Tuesday, October 27, 2009

Book Review: Vintage Church

Not so long ago I also reviewed Mark Driscoll's Vintage Church for Christianity Magazine.

"What is the church? If you repeat the historic belief in 'one holy catholic Church' what is it exactly that you are affirming? Mark Driscoll believes that not enough people, leaders included, know how to answer that question well. 

Driscoll was baptised and brought up in the Roman Catholic church before coming to faith in Christ as a teenager. While in his mid-twenties he planted Mars Hill Church Seattle, now one of the largest and fastest growing in America, and he has become one of the leading voices in what has become known as the 'new Calvinism.' His earthy, blunt approach to preaching and leadership, frank talking about sex, calls for men to be men and his willingness to wade mouth first into controversy have gained him followers and critics in almost equal measure. 

In Vintage Church the authors argue that the substance of the church must remain orthodox faith while ensuring the style of church is relevant to the time and place the church is in. This position is clearly contrasted with liberal and emergent churches that have rewritten what the church believes or equally others that have failed to remain relevant to their culture.  

The opening chapter deals with 'what is a Christian?' and declares salvation to be 'by grace alone through faith alone in Christ alone' and the centrality of penal substitution is defended while at the same time other views of the cross are warmly affirmed. The heart of the book lies with his views on eight characteristics of a biblical church: regenerated church membership, qualified leadership, preaching and worship, rightly administered sacraments, spirit unity, holiness, the great commandment to love and the great commandment to evangelise and make disciples. Each chapter is written by Driscoll and is followed by short answers to common questions on the topic penned by co-author Gerry Breshears. 

The 'timeless truths' that Driscoll defends include a men-only view of senior church leadership, believers baptism, the centrality of the sermon and preaching and a better understanding of church discipline. The 'timely methods' he advocates are a clearer view of what it means to be missional, a smarter use of technology, a strategic focus on cities, a generous approach to funding church plants, an investment in compassion ministries and a stronger understanding of how we can see our culture transformed by the gospel.

On the whole the book is much more open handed and generous to differing approaches to church than you might assume but every now and then this helpful approach is undermined by shots fired across the church barricades. For example in the chapter on church unity, the authors make a really helpful attempt to distinguish between issues to 'die for' (like the resurrection) and issues to 'divide for', debate for' or 'decide for.' Differences on gender roles may have been put in the 'divide for' category but in other places in the book it definitely feels as if it should have been in the 'die for' category.
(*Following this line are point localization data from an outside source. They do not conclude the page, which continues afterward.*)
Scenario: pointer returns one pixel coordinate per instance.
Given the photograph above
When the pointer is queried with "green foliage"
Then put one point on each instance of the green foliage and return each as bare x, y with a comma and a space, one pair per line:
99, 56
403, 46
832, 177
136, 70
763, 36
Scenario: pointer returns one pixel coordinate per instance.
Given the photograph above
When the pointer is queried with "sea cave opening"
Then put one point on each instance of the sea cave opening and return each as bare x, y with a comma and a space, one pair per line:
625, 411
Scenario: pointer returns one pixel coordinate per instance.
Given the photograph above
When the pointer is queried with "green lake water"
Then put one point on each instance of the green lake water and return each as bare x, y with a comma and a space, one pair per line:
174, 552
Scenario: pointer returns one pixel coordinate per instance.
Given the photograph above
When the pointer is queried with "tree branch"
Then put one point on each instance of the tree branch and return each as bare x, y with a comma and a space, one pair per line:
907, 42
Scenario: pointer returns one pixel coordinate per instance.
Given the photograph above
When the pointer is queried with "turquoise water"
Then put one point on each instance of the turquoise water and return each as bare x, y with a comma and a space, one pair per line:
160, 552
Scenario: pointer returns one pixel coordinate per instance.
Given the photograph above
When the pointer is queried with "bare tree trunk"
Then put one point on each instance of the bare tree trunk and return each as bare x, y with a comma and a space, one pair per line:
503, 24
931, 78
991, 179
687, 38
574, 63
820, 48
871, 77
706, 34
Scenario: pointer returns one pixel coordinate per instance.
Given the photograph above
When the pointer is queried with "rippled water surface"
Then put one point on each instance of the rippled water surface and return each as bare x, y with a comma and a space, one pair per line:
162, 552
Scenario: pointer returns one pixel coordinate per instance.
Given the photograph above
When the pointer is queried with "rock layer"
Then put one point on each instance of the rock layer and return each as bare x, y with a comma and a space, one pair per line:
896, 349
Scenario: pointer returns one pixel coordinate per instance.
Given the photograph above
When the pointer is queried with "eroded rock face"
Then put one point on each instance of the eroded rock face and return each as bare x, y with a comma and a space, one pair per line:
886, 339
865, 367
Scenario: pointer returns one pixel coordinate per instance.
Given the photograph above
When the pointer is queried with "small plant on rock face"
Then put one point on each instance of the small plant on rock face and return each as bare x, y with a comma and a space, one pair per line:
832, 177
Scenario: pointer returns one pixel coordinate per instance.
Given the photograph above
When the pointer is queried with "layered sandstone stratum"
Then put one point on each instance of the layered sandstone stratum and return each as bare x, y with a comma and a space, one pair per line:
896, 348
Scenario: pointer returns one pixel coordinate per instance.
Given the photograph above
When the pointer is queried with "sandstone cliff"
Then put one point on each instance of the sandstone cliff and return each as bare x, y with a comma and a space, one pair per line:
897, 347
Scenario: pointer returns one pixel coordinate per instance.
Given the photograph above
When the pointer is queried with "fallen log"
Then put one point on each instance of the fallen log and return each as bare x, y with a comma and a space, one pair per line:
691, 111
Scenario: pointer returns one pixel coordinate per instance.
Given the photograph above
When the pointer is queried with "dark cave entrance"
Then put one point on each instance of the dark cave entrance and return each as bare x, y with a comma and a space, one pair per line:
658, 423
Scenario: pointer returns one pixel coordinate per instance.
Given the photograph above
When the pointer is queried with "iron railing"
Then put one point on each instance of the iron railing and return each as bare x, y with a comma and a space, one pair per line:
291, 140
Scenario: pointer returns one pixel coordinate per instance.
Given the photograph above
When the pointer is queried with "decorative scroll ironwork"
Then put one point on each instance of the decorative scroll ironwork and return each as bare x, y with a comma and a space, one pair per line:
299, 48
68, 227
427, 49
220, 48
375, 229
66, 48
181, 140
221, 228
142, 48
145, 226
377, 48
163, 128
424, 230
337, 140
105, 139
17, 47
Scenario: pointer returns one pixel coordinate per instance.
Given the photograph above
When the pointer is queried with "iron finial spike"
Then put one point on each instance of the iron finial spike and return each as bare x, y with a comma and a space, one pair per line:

My one other main complaint is that I thought the book should be called, 'Vintage Mars Hill: Time to follow our lead' because it is so clearly a manifesto that explains how and why they do church in the way they do. As a result the breadth and diversity of expressions of the global church narrows down to this one very particular expression of it. So if you want to do church and lead the way Mark Driscoll does it, then this is the book for you.

If you don't want your church to go down that route, there are still plenty of excellent reasons why you should read this book. There are helpful insights and into preaching, cultural transformation and multi-campus churches and mission. The chapters on church unity and church discipline effectively challenge a consumer approach to church that fails to take discipleship or personal holiness seriously while doing its best to safeguard against spiritual abuse which is not an easy line to get right. There is a pastoral heart to the book that desires people to be mature in Christ that is very much in evidence. Most helpfully every chapter has countless footnotes referencing sources and Scripture making it easy to check his working out as well as his answers.

The answers that Mark Driscoll articulates in Vintage Church clearly aren't going to be to everyone's liking, however he makes his case in a straight forward and forthright style aimed at equipping church leaders to think clearly, lead clearly and teach their people clearly about what a church is and what it means to be a part of one. That is a good goal and one that in many ways this book may well succeed in achieving."